Una vez hechas las compras y haber visto algunas edificaciones importantes de Sóller, puedes sentarte a comer en alguno de los restaurantes del centro pero, si prefieres comer frente al mar, aprovecha para ir hasta el Puerto de Sóller, a tan solo 5 kilómetros. Llegar es muy sencillo, solo tienes que coger el tranvía que atraviesa la misma Plaza de la Constitución. Este bonito tranvía eléctrico funciona desde 1913 y sigue intacto desde entonces, lo que lo convierte en todo un icono de Sóller. El tique se compra dentro del mismo tranvía, tanto el de ida como el de vuelta, y es la mejor manera para llegar al puerto. El precio son unos 7€ por trayecto y persona y pasa cada 30 minutos. Si no te apetece coger el tranvía, siempre puedes ir con el coche. Está muy cerca y el acceso es fácil. 


Una vez llegues al Puerto de Sóller, encontrarás gran variedad de restaurantes a lo largo del paseo marítimo y tiendas de souvenirs y otros productos artesanales típicos de Mallorca. Si te apetece darte un chapuzón en verano, en el puerto también hay una pequeña playa. Esta zona está muy animada en verano y es una opción perfecta para terminar tu visita a Sóller. 



¿Qué verás hoy?

Día 7:

Despedida y regreso a casa

Último día de las vacaciones… Nuestra recomendación es que te levantes, desayunes en el hotel y disfrutes del entorno privilegiado en el que te encuentras. Después, si tienes tiempo, aprovecha para pasear por tus sitios favoritos en Fornalutx o para hacer las últimas compras. Si tu intención es llevarte algún dulce típico de vuelta a casa, nuestra recomendación es que lo encargues un día antes para que te lo tengan preparado. No olvides comentarles que es para llevar en el avión. Así evitarás problemas en el aeropuerto.
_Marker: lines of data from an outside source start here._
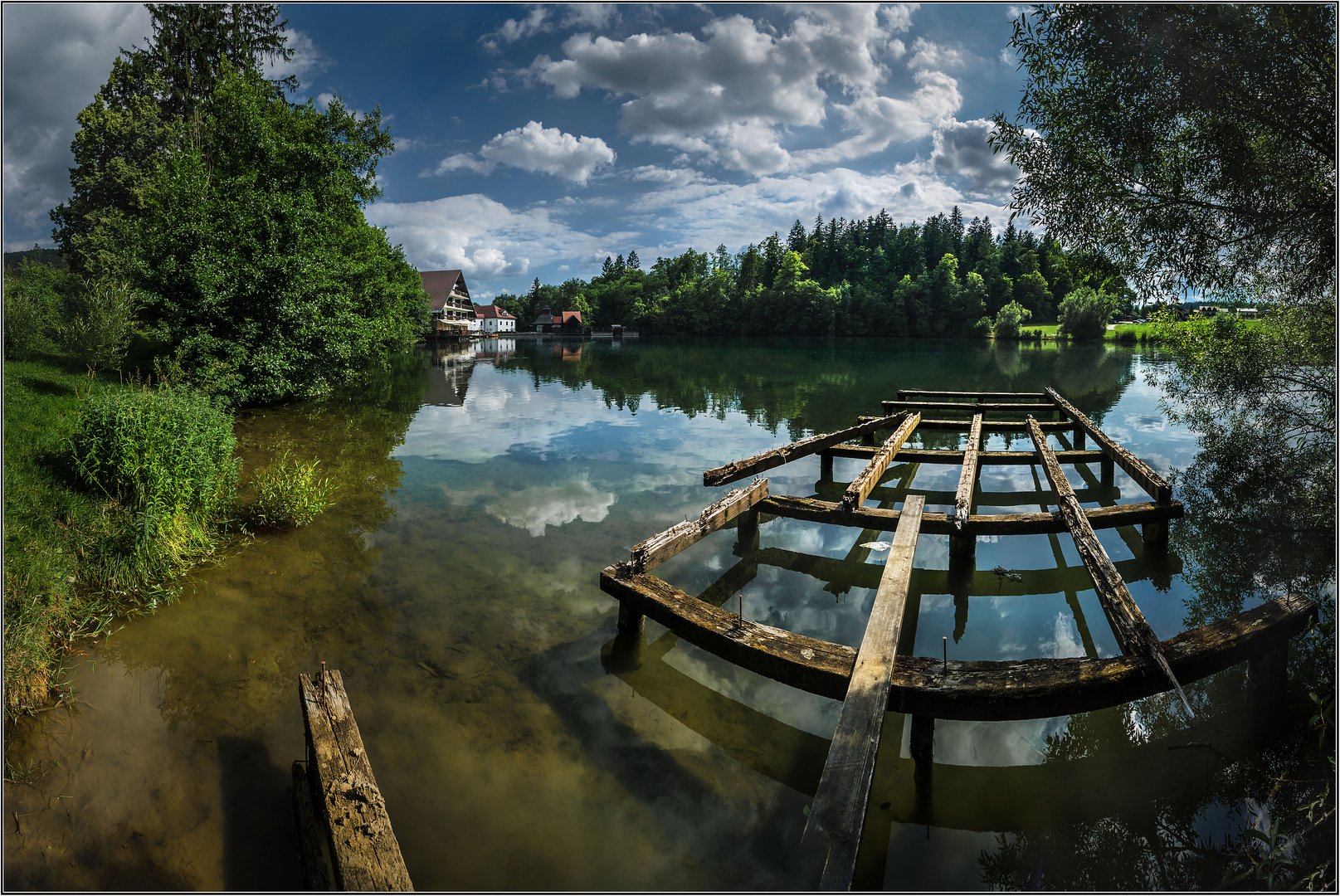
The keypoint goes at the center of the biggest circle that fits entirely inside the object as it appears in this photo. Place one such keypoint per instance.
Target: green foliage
(1198, 168)
(163, 451)
(100, 331)
(289, 493)
(1084, 314)
(1009, 319)
(236, 216)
Finalmente, recuerda salir con suficiente antelación para evitar posibles contratiempos como atascos en la carretera o colas en los controles de seguridad del aeropuerto. Ten en cuenta que primero tendrás que devolver el coche de alquiler, por lo que es recomendable llegar al aeropuerto 2 horas antes del vuelo.





Qué comer

Empanadas y cocarroi de Mallorca

Productos y platos típicos de Mallorca

Productos típicos para llevarte a casa:

Ensaïmada, coca de cuarto, rubiols y crespells.
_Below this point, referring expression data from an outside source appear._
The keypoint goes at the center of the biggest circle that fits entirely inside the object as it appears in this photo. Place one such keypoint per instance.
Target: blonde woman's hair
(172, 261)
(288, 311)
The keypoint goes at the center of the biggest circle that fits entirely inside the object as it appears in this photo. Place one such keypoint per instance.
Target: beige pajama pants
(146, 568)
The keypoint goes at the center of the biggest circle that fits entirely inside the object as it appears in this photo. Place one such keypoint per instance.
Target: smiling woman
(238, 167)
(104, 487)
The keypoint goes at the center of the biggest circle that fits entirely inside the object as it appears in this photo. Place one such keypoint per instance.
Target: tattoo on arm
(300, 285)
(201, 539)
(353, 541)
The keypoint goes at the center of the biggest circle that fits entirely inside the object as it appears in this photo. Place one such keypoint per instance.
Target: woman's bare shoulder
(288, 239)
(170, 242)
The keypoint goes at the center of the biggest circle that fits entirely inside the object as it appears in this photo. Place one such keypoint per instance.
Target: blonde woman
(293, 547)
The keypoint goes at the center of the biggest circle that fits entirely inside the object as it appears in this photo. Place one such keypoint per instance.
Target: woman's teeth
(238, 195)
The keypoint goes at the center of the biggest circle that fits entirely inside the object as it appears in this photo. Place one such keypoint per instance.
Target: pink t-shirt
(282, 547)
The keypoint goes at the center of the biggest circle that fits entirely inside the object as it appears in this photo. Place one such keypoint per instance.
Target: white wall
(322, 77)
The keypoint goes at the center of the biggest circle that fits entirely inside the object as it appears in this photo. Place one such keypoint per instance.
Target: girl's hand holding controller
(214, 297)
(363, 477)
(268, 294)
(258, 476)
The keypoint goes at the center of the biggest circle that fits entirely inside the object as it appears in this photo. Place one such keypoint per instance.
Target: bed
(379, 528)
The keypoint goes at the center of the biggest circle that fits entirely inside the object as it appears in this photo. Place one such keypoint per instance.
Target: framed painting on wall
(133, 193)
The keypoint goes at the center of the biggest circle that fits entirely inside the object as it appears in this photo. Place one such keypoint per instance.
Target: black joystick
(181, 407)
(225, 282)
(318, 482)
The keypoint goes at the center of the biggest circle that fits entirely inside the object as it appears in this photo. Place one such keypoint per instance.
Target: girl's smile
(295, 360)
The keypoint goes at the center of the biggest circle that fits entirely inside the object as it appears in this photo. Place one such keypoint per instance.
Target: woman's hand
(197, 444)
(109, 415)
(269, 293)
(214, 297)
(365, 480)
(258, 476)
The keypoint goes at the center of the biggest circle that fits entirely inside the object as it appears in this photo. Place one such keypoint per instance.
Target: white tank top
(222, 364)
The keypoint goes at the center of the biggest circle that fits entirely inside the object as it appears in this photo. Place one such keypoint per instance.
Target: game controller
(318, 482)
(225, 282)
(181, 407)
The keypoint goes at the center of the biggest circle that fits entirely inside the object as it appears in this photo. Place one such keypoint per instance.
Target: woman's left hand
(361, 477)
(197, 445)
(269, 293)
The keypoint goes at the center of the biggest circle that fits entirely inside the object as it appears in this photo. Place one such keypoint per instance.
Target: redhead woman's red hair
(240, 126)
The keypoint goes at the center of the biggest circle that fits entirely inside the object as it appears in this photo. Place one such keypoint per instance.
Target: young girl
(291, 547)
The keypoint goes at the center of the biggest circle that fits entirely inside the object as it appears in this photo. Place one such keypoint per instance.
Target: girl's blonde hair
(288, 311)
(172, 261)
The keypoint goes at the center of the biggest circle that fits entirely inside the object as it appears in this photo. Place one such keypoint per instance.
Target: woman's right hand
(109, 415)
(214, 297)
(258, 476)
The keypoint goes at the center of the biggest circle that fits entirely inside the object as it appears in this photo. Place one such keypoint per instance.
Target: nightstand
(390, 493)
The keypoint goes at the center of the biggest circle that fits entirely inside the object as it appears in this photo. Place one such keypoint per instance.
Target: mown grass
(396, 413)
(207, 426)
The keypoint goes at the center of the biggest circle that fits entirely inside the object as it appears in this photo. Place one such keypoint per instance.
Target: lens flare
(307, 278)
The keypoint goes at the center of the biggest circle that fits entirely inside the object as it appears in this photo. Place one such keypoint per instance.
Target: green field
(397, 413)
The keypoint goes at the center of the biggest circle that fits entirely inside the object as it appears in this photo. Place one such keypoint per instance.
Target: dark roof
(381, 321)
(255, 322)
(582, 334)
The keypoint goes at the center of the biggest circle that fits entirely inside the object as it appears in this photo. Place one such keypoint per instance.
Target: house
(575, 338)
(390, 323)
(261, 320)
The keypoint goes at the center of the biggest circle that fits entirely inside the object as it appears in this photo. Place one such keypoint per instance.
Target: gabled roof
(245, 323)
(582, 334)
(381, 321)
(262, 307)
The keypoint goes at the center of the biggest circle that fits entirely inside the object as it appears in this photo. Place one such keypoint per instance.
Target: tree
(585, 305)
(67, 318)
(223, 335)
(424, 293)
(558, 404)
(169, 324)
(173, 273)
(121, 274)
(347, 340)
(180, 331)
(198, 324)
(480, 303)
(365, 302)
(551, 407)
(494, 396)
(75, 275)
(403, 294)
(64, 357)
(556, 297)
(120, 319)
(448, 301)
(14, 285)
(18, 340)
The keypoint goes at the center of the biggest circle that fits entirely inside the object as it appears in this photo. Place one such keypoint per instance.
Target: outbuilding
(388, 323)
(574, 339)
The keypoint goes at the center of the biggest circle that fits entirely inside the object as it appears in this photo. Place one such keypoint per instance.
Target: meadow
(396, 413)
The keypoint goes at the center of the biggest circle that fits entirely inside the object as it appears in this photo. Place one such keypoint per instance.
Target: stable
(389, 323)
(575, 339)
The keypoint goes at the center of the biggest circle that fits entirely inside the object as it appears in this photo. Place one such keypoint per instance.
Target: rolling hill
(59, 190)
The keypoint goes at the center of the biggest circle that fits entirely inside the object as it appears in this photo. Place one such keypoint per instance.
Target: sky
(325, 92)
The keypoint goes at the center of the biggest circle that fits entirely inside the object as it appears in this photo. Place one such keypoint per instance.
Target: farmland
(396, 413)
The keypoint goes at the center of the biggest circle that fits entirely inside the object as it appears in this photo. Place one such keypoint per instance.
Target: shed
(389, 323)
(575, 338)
Empanadas, cocarrois y coca de trampó.

Galletas de aceite.

Sobrassada, butifarrones y camaiot.

Vino denominación de origen.

Licor de hierbas, licor de palo y ron Amazonas.


Algunos platos fabulosos de la gastronomía de Mallorca:

Arroz Brut

Sopas mallorquinas

Caracoles con alioli

Frito mallorquín, frito de matanzas y frito marinero.

Variat (una especie de variado de tapas en un mismo plato).

Tumbet

Lomo con col

Pescado a la mallorquina, al horno y con verduras de temporada.

Escaldums, guiso de ave típico mallorquín con salsa y almendras picadas.

Porcella rostida (lechona asada)

Postres: greixonera de requesón, gató con helado de almendra, cardenal de Lloseta.